WINDSOR, ONT. -- Unifor local 2458 is making a week’s worth of special deliveries of coffee and donuts for doctors, nurses and support staff at Windsor’s new field hospital as a sign of gratitude for the work they’re doing.

“We wanted to bring a token of our appreciation,” said Tulio DiPonti of Unifor local 2458, which represents long-term care workers. “Even though it’s just coffee, just to tell them thank you for what you’re doing, we know that they’re saving lives and saving some of our loved one’s lives.”

Not only are frontline health care workers entering a “hot zone” of COVID-19 positive patients, they’re also taking the strain off area long-term care homes, where staff are overwhelmed by a growing number of local cases.

To date, 35 people have been transferred from long-term care homes to the temporary field hospital at St. Clair College’s SportsPlex.

DiPonti said his members in long-term care now have the breathing room to perform normal tasks for non-COVID residents at the respective homes, such as more bathing and one-on-one attention.

“They’re stressed. Some stuff normally done at the homes, they can’t do it,” DiPonti said. “People sit in the parking lot crying before they go in for the fear, and the fact they can’t provide the healthcare they signed up to do.”

Members of the community are also thanking frontline workers. Windsor resident Ronnie Haidar posted a tribute on YouTube.

Windsor Regional Hospital CEO David Musyj said the field hospital team is stepping in to relieve some of the pressure at long-term care homes while also hopefully stemming the spread within the facilities.

“We’ve got to try something,” said Musyj. “Standing around with our hands in our pockets, watching this unfold is not the answer. We have to try something.”

Doctors, nurses and a whole collection of other health care staff are putting in long hours at the hospitals — with many physicians on-call throughout the night.

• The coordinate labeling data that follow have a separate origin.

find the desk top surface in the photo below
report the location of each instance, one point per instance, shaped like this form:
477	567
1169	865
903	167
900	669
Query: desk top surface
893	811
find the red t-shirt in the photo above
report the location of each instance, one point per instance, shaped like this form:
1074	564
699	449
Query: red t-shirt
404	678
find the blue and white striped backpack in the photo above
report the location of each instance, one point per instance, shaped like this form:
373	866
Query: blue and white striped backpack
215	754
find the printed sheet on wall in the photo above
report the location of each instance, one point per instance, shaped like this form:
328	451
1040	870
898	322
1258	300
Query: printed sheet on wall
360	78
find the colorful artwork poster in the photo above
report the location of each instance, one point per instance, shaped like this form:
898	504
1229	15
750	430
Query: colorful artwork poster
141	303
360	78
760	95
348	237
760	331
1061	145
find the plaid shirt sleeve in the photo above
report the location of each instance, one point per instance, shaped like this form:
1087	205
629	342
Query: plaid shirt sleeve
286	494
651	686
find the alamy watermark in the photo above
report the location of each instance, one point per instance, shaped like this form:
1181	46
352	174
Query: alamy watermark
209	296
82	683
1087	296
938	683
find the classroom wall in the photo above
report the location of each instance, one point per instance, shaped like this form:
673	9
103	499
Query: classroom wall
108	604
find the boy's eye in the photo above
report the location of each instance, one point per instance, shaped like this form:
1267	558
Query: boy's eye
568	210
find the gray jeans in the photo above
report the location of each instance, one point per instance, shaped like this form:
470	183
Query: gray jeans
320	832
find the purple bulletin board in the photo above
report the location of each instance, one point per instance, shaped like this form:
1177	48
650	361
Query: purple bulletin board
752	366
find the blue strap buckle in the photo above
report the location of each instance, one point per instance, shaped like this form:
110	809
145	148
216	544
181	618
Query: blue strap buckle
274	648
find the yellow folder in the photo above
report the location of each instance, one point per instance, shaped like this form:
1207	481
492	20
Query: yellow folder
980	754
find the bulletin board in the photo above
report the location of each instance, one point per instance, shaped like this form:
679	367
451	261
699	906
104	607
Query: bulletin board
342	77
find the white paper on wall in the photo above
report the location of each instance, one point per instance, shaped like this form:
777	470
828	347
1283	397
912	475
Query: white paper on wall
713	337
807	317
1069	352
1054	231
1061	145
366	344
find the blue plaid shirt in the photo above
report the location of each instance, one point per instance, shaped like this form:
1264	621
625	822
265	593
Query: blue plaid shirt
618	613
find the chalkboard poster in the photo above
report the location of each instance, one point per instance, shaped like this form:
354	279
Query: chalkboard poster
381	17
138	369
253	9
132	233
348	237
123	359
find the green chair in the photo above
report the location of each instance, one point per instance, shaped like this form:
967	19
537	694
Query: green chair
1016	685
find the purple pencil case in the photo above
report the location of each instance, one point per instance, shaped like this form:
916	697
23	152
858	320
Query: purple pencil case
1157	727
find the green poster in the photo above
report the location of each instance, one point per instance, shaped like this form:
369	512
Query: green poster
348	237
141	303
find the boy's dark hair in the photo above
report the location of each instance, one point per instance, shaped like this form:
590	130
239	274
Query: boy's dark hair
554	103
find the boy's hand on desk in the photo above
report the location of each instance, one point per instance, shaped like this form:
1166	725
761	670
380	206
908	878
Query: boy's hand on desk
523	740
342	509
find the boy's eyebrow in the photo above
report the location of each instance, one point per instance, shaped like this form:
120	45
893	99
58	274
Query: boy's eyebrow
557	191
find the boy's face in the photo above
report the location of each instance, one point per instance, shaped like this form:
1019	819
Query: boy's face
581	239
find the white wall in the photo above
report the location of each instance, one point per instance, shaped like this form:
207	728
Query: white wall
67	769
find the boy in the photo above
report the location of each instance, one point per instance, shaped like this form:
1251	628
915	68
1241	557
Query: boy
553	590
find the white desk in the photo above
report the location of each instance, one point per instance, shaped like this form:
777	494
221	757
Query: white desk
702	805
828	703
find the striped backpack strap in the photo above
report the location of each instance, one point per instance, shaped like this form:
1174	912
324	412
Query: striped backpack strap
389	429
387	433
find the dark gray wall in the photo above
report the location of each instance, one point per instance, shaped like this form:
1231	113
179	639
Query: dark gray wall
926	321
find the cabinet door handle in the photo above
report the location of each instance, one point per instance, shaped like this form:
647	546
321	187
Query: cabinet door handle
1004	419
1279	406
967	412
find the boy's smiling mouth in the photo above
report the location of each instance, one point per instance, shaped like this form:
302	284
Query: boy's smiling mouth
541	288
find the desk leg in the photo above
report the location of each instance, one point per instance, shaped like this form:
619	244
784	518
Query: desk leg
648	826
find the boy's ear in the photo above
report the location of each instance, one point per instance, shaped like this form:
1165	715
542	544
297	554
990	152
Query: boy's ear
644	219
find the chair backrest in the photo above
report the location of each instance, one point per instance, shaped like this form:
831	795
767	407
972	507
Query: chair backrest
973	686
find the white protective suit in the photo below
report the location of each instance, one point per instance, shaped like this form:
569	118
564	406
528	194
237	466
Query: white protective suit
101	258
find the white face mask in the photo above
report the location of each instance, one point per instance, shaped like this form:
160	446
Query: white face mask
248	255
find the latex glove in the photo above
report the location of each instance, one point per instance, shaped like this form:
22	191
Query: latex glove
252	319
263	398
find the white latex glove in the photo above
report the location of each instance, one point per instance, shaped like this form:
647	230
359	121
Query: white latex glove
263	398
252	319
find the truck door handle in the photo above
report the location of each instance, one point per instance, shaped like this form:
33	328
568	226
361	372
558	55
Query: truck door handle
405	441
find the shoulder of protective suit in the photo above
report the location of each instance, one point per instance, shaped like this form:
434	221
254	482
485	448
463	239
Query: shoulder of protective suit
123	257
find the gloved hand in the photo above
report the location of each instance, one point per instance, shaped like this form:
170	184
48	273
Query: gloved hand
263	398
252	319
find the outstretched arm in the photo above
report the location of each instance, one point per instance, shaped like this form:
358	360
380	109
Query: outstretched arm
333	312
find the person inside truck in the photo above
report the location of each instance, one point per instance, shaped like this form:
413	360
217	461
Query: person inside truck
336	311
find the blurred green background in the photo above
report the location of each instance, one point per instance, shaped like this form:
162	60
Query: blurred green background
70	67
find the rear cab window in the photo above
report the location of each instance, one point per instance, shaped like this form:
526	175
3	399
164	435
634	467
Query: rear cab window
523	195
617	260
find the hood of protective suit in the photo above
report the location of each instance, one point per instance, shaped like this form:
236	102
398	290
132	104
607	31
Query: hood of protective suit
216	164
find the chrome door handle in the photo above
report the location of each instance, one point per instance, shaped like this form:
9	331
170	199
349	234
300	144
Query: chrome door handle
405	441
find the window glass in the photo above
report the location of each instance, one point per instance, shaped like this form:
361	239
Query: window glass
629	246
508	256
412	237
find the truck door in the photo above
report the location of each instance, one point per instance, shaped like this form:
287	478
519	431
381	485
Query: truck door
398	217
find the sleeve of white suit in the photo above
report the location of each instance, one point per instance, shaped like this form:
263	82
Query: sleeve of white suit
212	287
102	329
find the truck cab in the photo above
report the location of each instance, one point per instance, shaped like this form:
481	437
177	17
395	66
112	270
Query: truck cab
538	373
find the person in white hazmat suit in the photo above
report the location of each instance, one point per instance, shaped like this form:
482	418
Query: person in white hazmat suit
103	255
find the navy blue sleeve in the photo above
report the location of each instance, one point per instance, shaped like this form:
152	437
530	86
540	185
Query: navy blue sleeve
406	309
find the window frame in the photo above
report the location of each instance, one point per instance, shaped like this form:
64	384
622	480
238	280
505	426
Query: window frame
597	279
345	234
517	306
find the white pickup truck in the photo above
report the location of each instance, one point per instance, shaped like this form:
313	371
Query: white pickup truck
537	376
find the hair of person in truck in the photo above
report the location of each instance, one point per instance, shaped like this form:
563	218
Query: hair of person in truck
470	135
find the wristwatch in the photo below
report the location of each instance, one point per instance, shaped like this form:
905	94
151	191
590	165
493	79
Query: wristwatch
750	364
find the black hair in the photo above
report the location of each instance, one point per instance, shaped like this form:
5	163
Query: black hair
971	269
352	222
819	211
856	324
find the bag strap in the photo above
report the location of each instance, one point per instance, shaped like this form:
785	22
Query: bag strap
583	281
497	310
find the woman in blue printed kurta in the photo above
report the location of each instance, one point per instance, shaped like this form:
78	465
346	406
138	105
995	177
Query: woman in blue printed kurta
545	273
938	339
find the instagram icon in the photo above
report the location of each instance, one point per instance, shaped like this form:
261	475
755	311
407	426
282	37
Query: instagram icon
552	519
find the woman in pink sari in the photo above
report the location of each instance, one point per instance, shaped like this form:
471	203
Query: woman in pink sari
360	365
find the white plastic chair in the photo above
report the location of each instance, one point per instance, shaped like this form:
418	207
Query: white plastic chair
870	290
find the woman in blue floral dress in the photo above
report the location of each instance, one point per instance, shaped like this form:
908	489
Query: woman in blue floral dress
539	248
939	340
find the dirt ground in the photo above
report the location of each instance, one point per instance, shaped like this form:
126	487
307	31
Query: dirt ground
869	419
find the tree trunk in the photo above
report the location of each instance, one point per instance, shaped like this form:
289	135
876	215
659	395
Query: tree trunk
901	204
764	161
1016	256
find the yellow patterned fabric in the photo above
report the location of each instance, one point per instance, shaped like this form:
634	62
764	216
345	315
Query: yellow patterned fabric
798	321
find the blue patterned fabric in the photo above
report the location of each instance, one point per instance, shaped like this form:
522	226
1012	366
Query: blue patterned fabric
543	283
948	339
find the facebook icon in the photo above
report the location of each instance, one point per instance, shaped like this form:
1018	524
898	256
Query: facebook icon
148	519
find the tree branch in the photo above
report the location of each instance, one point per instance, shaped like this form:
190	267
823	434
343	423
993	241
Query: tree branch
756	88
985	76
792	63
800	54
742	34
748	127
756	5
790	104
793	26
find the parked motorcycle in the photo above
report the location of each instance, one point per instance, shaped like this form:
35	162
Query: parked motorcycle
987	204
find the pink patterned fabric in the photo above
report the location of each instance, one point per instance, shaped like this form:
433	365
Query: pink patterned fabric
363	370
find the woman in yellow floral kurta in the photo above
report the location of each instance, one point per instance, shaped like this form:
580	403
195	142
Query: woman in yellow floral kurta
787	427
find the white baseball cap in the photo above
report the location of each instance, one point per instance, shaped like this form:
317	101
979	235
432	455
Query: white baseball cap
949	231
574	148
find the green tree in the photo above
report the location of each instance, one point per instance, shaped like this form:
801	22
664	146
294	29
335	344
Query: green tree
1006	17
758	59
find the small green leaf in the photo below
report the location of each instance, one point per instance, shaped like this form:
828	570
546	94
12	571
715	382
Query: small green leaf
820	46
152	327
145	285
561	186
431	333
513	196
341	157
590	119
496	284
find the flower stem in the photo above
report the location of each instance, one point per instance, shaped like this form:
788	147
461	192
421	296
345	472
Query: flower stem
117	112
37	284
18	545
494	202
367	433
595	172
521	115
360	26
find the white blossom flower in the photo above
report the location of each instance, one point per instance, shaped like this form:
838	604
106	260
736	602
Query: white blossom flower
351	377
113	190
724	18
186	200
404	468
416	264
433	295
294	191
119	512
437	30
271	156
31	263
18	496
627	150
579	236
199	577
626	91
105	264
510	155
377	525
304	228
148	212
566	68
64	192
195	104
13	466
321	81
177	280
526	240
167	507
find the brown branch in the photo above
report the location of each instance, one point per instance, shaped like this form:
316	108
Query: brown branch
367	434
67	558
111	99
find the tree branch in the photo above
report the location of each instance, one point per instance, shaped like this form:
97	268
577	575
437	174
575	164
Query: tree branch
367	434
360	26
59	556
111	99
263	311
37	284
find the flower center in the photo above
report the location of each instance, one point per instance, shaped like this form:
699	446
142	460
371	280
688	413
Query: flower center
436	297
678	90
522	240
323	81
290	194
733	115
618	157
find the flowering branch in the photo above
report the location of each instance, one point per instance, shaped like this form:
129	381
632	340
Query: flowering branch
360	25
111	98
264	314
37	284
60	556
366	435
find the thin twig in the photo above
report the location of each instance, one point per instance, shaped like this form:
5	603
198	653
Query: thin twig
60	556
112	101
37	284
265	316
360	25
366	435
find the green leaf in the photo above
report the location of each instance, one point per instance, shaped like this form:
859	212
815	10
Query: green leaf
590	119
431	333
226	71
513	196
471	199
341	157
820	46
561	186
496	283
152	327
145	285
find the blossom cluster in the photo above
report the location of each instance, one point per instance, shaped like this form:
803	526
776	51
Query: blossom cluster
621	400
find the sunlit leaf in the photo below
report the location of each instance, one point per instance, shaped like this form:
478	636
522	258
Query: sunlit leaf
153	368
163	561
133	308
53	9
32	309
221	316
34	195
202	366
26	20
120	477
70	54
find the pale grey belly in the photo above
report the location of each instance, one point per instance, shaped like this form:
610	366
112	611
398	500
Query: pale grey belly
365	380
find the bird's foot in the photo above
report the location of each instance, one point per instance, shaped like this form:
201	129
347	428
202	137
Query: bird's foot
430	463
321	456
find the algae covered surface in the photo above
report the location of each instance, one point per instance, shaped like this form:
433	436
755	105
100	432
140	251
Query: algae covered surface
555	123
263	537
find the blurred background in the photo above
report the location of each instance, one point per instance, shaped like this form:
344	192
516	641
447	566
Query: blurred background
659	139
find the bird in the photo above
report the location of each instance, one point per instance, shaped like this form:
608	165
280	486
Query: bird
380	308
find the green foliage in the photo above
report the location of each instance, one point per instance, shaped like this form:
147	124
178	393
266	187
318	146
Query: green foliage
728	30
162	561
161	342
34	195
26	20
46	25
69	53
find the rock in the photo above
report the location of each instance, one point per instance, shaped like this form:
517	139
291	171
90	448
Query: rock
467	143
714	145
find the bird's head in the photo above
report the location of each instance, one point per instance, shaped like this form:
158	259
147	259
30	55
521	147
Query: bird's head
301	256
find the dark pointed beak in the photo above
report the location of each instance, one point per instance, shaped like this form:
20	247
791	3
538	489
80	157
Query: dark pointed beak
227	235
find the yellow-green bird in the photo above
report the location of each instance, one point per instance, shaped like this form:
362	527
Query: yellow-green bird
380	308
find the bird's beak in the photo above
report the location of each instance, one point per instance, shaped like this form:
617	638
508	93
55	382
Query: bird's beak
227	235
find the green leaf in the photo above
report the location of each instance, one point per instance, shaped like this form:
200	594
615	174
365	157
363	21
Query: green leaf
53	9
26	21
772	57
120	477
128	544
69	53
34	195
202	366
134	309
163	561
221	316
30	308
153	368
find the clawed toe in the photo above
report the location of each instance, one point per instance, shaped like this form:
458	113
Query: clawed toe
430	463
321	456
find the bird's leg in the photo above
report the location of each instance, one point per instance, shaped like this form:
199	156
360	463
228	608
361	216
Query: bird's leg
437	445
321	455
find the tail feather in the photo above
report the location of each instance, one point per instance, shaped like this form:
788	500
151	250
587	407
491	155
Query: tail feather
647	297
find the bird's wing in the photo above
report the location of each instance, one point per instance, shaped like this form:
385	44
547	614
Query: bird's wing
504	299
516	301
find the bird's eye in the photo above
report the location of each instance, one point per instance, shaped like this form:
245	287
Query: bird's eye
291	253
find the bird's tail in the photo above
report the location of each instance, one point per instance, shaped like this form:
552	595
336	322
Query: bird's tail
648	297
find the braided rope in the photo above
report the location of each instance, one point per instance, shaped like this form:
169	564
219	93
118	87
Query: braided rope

In fact, two physicians from Windsor Regional Hospital have tested positive for COVID-19, according to Dr. Wassim Saad, the hospital’s chief of staff.

One of the doctors who tested positive had almost no symptoms but self-isolated for 14 days. The other physician show more severe symptoms but remains in isolation and is expected to recover, according to Saad.

“It just comes naturally. When somebody is ill and somebody’s sick and you have to look after them, you’re there and you do it,” said Saad. “And yes, you are putting yourself at risk because you are front-line and there is potential you cold be infected and exposed.”

But Musyj told CTV News he’s proud of his team for rising to the challenge, despite the obvious risks associated with treating COVID-positive patients.

“They went to school for this, they trained for this, they’re heroes,” said Musyj. “This is what they do. This is it. At times of crisis, the greatest things come out of people and it’s showing here.”